You can understand our confusion, given how Microsoft initially positioned the Surface Book 2. “This is a desktop,” Microsoft’s corporate vice president of devices, Panos Panay, went so far as to call it. “For many, this is likely the most performant desktop they’ve ever seen.” Most models come with a discrete Nvidia GTX 1060 GPU (the lowest-end model has a GTX 1050). At the launch event, Microsoft showed off Cuphead and Gears of War 4 playing at high frame rates on the Surface Book 2, implying that it was capable of playing PC games.

However, our review of the 15-inch Surface Book 2 revealed two surprises: Under heavy load, our unit drew so much power that it tapped into the battery even while charging on the Surface Dock. Thanks in part to The Verge’s Tom Warren and his own Surface Book 2 review, we also know that the Surface Book 2 may pull too much power when connected to the stock charger. When pushed too far, we observed that the Surface Book 2 throttled its performance to stay back from the brink.

What this means for you: Anyone who spends more than $3,000 for a laptop understandably would expect to receive all of the performance they’ve paid for. What seems to be happening with the Surface Book 2 is a disconnect between what the laptop could do and what Microsoft allows it to do. Some early Surface Book users could wind up being pretty frustrated.

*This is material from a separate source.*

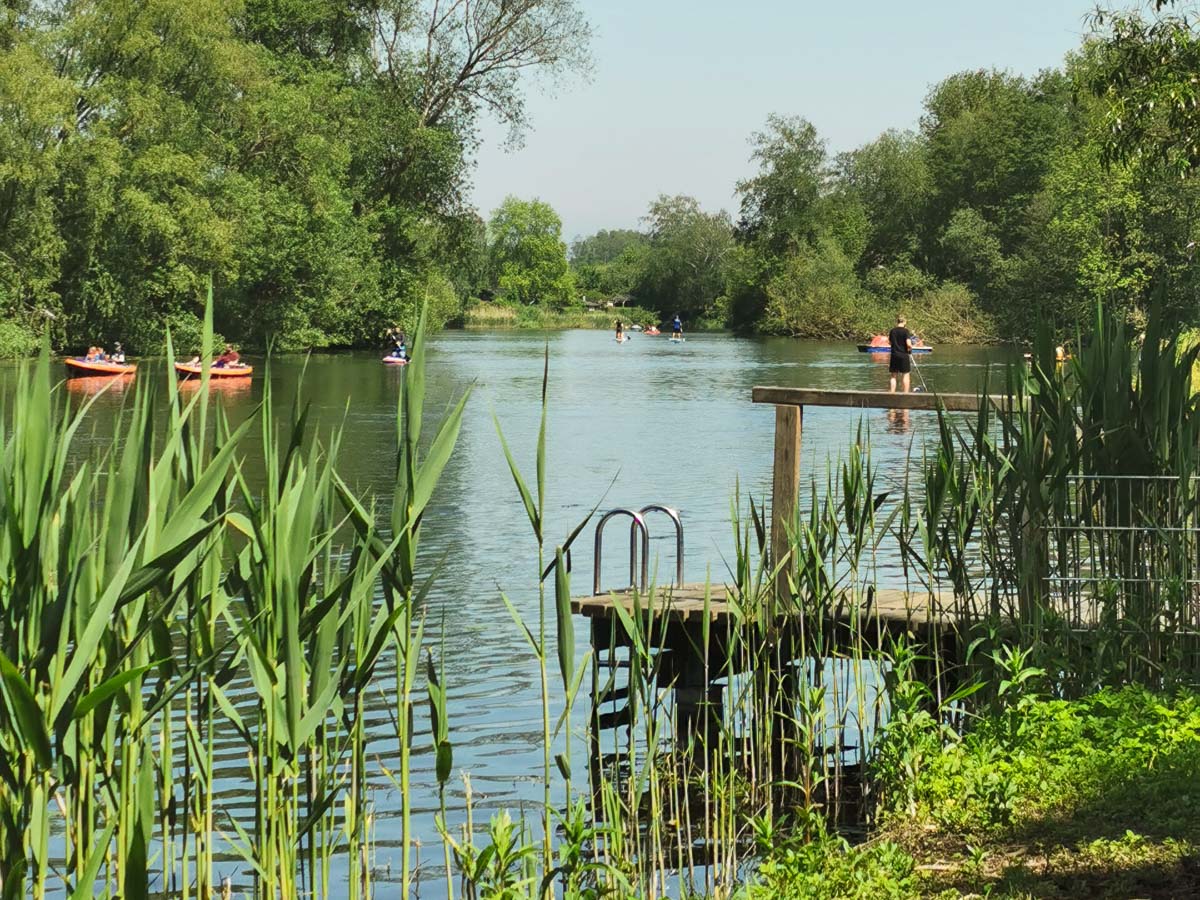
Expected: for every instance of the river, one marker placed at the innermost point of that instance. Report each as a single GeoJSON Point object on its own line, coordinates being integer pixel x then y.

 When “Best performance” isn’t the best choice

Microsoft Surface Book 2 IDG / Mark Hachman

Microsoft’s Surface Book 2.

The excessive power draws occur only under a specific condition: when Windows 10’s Power Mode Slider (a feature you’ll see more of in the Fall Creators Update) is dialed up to “Best performance.” This slider, accessible via the taskbar, provides three increments of battery/performance: “Best battery life,” “Best performance,” and a midrange setting. Though we’ve never tested the slider’s specific effects, anecdotally I’ve found that Windows typically auto-adjusts it for battery or AC power, tweaking the performance accordingly.

Microsoft confirmed the purpose of the slider. “The Surface Book 2 Power Mode Slider is provided as a means to give the user control over the range of performance and battery life,” a spokesperson explained.

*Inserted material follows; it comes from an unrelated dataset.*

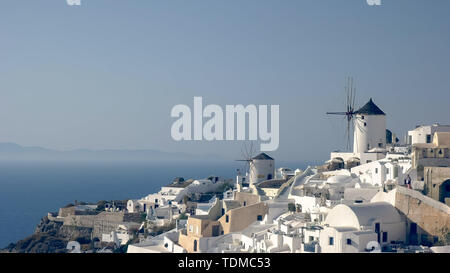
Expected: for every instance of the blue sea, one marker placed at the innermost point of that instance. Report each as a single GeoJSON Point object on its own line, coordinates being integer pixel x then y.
{"type": "Point", "coordinates": [31, 189]}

The “Best performance” setting triggers differences in the GPU clock, and a notable increase in fan speed and audio volume. It’s a setting that’s not usually enabled, but with the Surface Book 2’s discrete GTX 1060 GPU, it’s likely some users will enable it for gaming to unlock the laptop’s full performance—and that’s exactly what we did in testing the Surface Book 2.

Testing the Surface Book 2’s power problem

It’s important to note that the Surface Book 2’s “normal” state, even when plugged in, pegs the Power Mode Slider in the lowest-power, lowest-performance state. Yes, the GPU turns on, the fan runs quietly, and the performance and battery life are high enough to generate rave reviews—but it’s not all the performance that the GPU can deliver.